Nursing Interventions & Rationale
|Measure I&O, noting positive balance (intake in excess of output). Weigh daily, and note gain more than 0.5 kg/day.||Reflects circulating volume status, developing/resolution of fluid shifts, and response to therapy. Positive balance/weight gain often reflects continuing fluid retention. Note: Decreased circulating volume (fluid shifts) may directly affect renal function/urine output, resulting in hepatorenal syndrome.|
|Monitor BP (and CVP if available). Note JVD/abdominal vein distension.||BP elevations are usually associated with fluid volume excess but may not occur because of fluid shifts out of the vascular space. Distension of external jugular and abdominal veins is associated with vascular congestion.|
|Assess respiratory status, noting increased respiratory rate, dyspnea.||Indicative of pulmonary congestion/edema.|
|Auscultate lungs, noting diminished/absent breath sounds and developing adventitious sounds (e.g., crackles).||Increasing pulmonary congestion may result in consolidation, impaired gas exchange, and complications, e.g., pulmonary edema.|
|Monitor for cardiac dysrhythmias. Auscultate heart sounds, noting development of S3/S4 gallop rhythm.||May be caused by HF, decreased coronary arterial perfusion, and electrolyte imbalance.|
|Assess degree of peripheral/dependent edema.||Fluids shift into tissues as a result of sodium and water retention, decreased albumin, and increased antidiuretic hormone (ADH).|
|Measure abdominal girth.||Reflects accumulation of fluid (ascites) resulting from loss of plasma proteins/fluid into peritoneal space. Note:Excessive fluid accumulation can reduce circulating volume, creating a deficit (signs of dehydration).|
|Encourage bedrest when ascites is present.||May promote recumbency-induced diuresis.|
|Provide frequent mouth care; occasional ice chips (if NPO).||Decreases sensation of thirst.|
|Monitor serum albumin and electrolytes (particularly potassium and sodium).||Decreased serum albumin affects plasma colloid osmotic pressure, resulting in edema formation. Reduced renal blood flow accompanied by elevated ADH and aldosterone levels and the use of diuretics (to reduce total body water) may cause various electrolyte shifts/imbalances.|
|Monitor serial chest x-rays.||Vascular congestion, pulmonary edema, and pleural effusions frequently occur.|
|Restrict sodium and fluids as indicated.||Sodium may be restricted to minimize fluid retention in extravascular spaces. Fluid restriction may be necessary to correct/prevent dilutional hyponatremia.|
|Administer salt-free albumin/plasma expanders as indicated.||Albumin may be used to increase the colloid osmotic pressure in the vascular compartment (pulling fluid into vascular space), thereby increasing effective circulating volume and decreasing formation of ascites.|
|Administer medications as indicated:
Diuretics, e.g., spironolactone (Aldactone),furosemide (Lasix);
Positive inotropic drugs and arterial vasodilators.

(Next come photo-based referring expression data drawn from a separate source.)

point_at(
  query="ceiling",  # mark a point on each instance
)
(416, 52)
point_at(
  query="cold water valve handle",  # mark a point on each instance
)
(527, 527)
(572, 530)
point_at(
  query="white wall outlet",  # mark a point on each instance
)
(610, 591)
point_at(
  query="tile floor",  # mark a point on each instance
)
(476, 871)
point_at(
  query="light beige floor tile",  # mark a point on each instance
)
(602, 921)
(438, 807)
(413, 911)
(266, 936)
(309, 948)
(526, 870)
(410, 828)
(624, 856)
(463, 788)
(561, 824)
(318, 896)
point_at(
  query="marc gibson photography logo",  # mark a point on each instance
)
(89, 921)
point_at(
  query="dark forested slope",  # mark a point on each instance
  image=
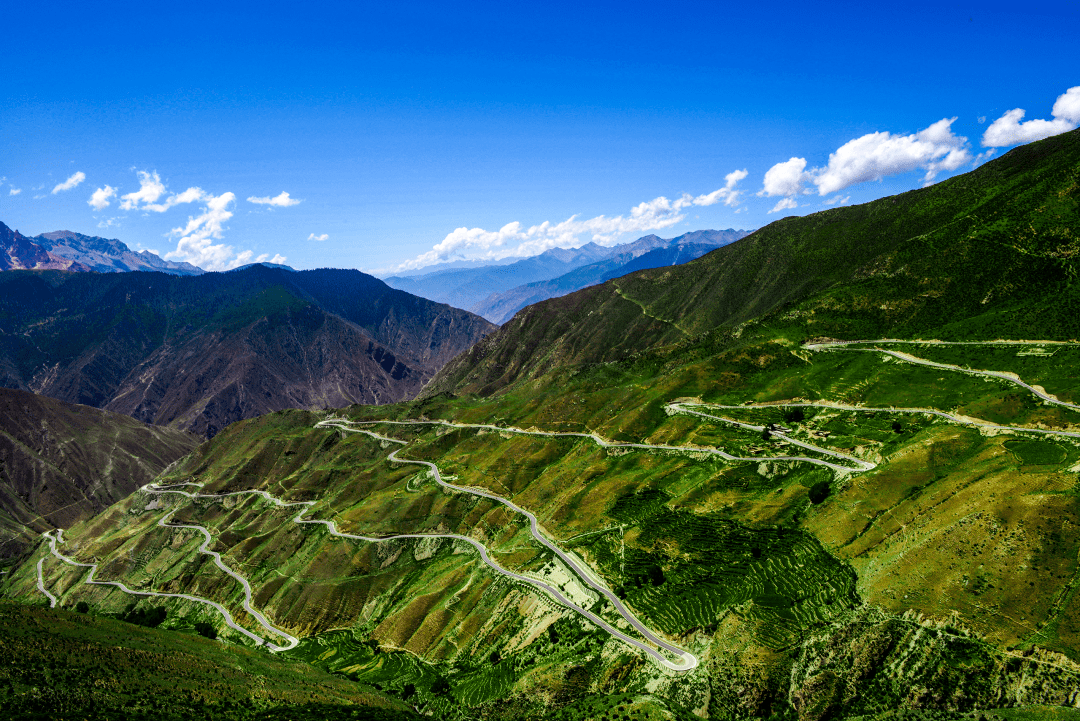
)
(61, 463)
(201, 352)
(993, 253)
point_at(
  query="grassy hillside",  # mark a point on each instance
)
(988, 254)
(63, 664)
(852, 555)
(61, 463)
(201, 352)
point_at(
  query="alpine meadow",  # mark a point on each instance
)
(820, 464)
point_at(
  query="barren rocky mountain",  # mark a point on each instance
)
(648, 252)
(61, 463)
(201, 352)
(108, 256)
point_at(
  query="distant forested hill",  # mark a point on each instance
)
(989, 254)
(200, 352)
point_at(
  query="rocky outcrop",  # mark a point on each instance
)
(19, 253)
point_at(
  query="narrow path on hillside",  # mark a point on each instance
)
(53, 540)
(688, 661)
(872, 409)
(906, 357)
(41, 586)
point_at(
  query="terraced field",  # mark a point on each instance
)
(784, 516)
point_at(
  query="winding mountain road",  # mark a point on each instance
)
(685, 661)
(220, 609)
(906, 357)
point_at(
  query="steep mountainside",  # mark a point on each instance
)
(661, 505)
(17, 252)
(61, 463)
(108, 256)
(201, 352)
(649, 252)
(991, 253)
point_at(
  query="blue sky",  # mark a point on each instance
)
(424, 133)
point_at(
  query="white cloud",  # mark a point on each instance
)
(281, 200)
(1009, 131)
(99, 200)
(70, 182)
(877, 155)
(150, 189)
(727, 193)
(784, 204)
(196, 244)
(514, 240)
(189, 195)
(872, 157)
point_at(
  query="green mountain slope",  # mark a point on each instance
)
(201, 352)
(993, 253)
(62, 664)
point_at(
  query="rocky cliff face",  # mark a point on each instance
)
(19, 253)
(61, 463)
(108, 256)
(199, 353)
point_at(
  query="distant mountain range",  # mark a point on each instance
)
(648, 252)
(64, 249)
(943, 261)
(201, 352)
(498, 291)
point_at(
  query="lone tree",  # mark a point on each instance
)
(819, 491)
(205, 629)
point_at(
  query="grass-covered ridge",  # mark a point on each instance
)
(59, 664)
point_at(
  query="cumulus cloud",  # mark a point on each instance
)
(1009, 131)
(877, 155)
(784, 204)
(872, 157)
(70, 182)
(197, 239)
(151, 189)
(727, 193)
(515, 240)
(99, 200)
(281, 200)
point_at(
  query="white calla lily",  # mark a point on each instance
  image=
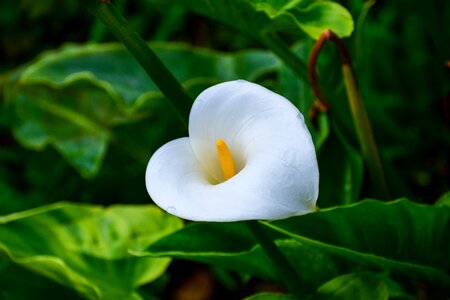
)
(277, 173)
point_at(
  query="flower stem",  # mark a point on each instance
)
(279, 47)
(360, 119)
(282, 266)
(161, 76)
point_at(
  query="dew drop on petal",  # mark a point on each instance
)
(171, 210)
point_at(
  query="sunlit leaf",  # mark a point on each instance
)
(85, 247)
(406, 238)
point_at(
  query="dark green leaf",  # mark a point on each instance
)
(401, 236)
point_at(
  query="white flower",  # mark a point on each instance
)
(277, 174)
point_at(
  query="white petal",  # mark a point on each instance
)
(267, 136)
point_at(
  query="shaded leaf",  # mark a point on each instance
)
(401, 236)
(231, 246)
(271, 296)
(341, 171)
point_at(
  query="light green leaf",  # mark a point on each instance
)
(85, 247)
(231, 246)
(356, 286)
(74, 97)
(401, 236)
(271, 296)
(257, 17)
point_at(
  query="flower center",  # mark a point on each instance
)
(226, 160)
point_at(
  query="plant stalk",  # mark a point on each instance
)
(282, 266)
(360, 119)
(106, 12)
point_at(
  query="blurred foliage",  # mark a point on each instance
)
(79, 120)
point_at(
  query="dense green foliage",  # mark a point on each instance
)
(80, 118)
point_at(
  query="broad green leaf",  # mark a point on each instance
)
(74, 97)
(407, 238)
(271, 296)
(444, 200)
(257, 17)
(19, 283)
(341, 171)
(85, 247)
(356, 286)
(231, 246)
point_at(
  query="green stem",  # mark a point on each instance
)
(361, 121)
(161, 76)
(272, 41)
(282, 266)
(364, 133)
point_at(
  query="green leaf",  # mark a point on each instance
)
(271, 296)
(231, 246)
(444, 200)
(74, 97)
(85, 247)
(341, 170)
(257, 17)
(356, 286)
(404, 237)
(407, 238)
(19, 283)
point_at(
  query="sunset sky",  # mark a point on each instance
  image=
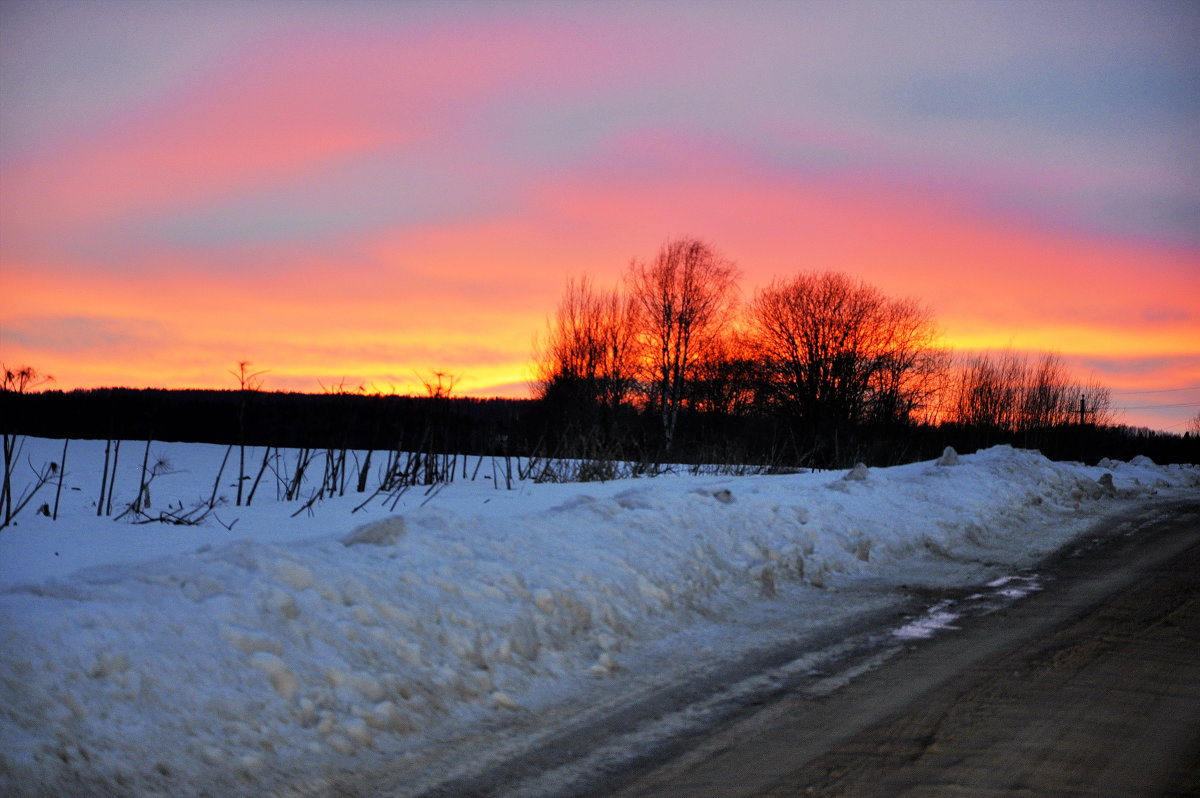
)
(365, 192)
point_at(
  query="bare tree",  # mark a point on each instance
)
(682, 299)
(587, 357)
(841, 354)
(15, 381)
(247, 381)
(1007, 391)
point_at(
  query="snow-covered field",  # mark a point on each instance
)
(265, 653)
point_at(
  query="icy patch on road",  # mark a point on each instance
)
(935, 619)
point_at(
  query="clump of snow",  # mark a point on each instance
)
(949, 457)
(160, 660)
(857, 474)
(378, 533)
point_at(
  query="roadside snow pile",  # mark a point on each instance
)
(244, 666)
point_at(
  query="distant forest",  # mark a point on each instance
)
(819, 370)
(517, 427)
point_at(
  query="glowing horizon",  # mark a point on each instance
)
(347, 193)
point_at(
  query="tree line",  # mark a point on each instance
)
(815, 369)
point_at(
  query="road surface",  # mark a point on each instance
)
(1090, 687)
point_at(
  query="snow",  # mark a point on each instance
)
(265, 653)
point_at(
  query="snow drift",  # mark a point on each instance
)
(293, 651)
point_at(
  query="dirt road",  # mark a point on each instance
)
(1087, 688)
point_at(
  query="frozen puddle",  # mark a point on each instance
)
(1003, 592)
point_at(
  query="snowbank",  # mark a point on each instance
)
(211, 661)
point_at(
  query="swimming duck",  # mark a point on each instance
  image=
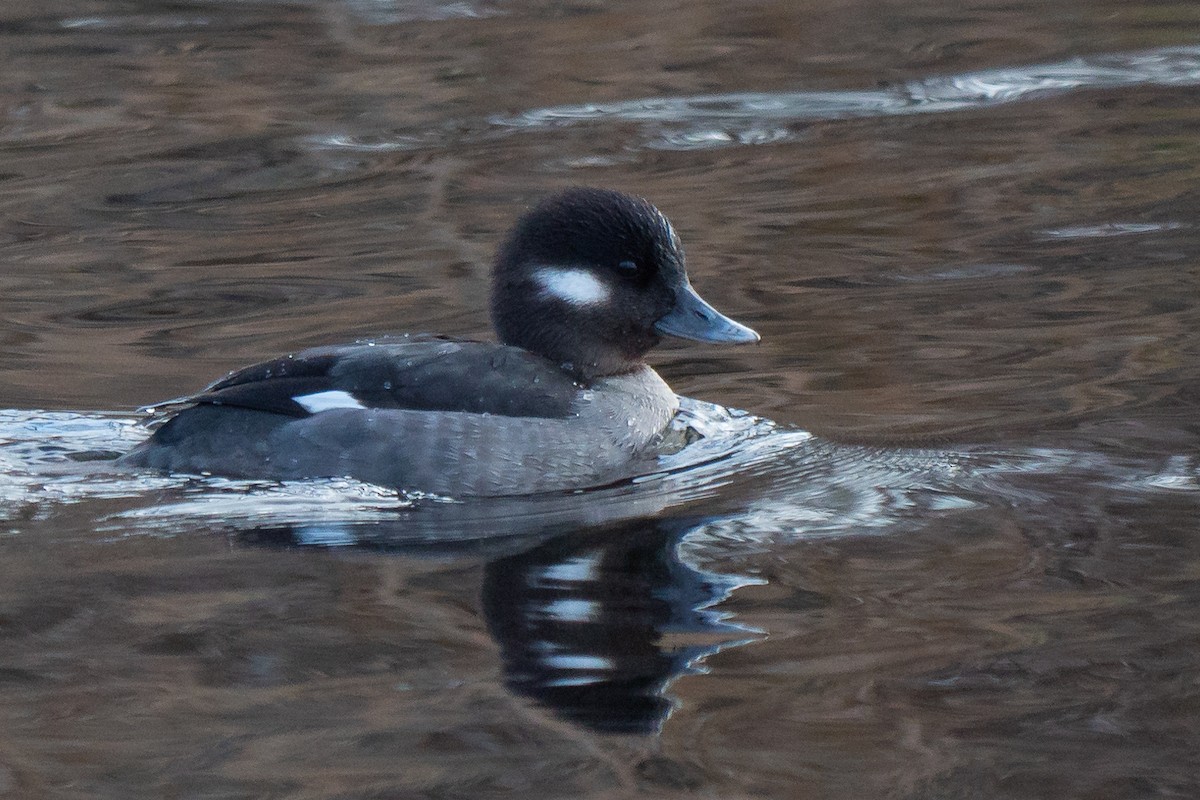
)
(586, 284)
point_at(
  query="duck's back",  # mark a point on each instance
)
(429, 414)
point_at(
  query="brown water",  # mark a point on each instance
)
(966, 230)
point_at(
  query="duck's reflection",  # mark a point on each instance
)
(597, 626)
(593, 624)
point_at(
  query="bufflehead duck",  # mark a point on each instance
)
(586, 284)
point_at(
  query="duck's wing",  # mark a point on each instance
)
(419, 373)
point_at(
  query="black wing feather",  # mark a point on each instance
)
(423, 373)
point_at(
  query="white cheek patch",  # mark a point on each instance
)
(328, 400)
(574, 286)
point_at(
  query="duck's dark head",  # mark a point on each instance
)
(593, 278)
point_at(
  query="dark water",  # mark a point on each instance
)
(960, 559)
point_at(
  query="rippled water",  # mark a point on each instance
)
(948, 549)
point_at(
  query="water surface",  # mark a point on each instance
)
(947, 551)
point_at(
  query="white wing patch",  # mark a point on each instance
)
(327, 400)
(575, 286)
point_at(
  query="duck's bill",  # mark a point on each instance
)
(695, 319)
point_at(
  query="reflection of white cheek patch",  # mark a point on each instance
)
(574, 286)
(325, 401)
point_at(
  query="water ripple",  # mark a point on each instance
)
(757, 481)
(739, 118)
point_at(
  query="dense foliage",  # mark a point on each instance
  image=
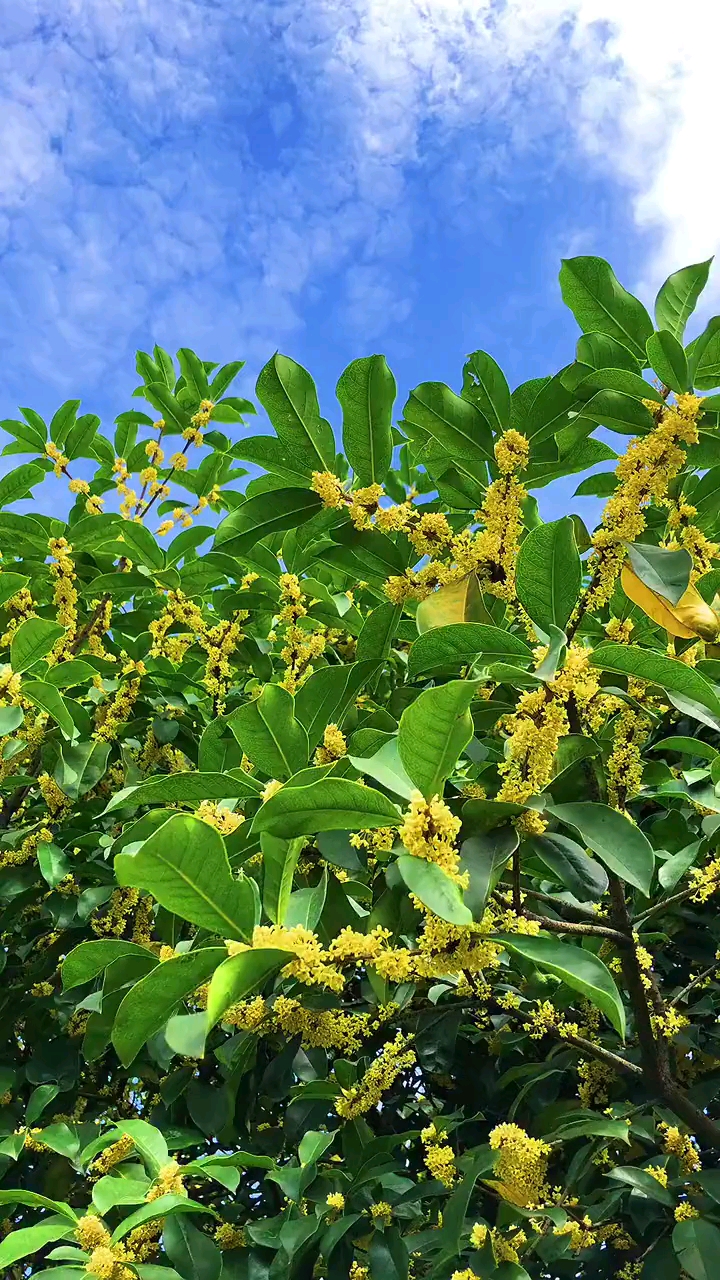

|Used with caution to control edema and ascites, block effect of aldosterone, and increase water excretion while sparing potassium when conservative therapy with bedrest and sodium restriction does not alleviate problem.
Serum and cellular potassium are usually depleted because of liver disease and urinary losses.
Given to increase cardiac output/improve renal blood flow and function, thereby reducing excess fluid.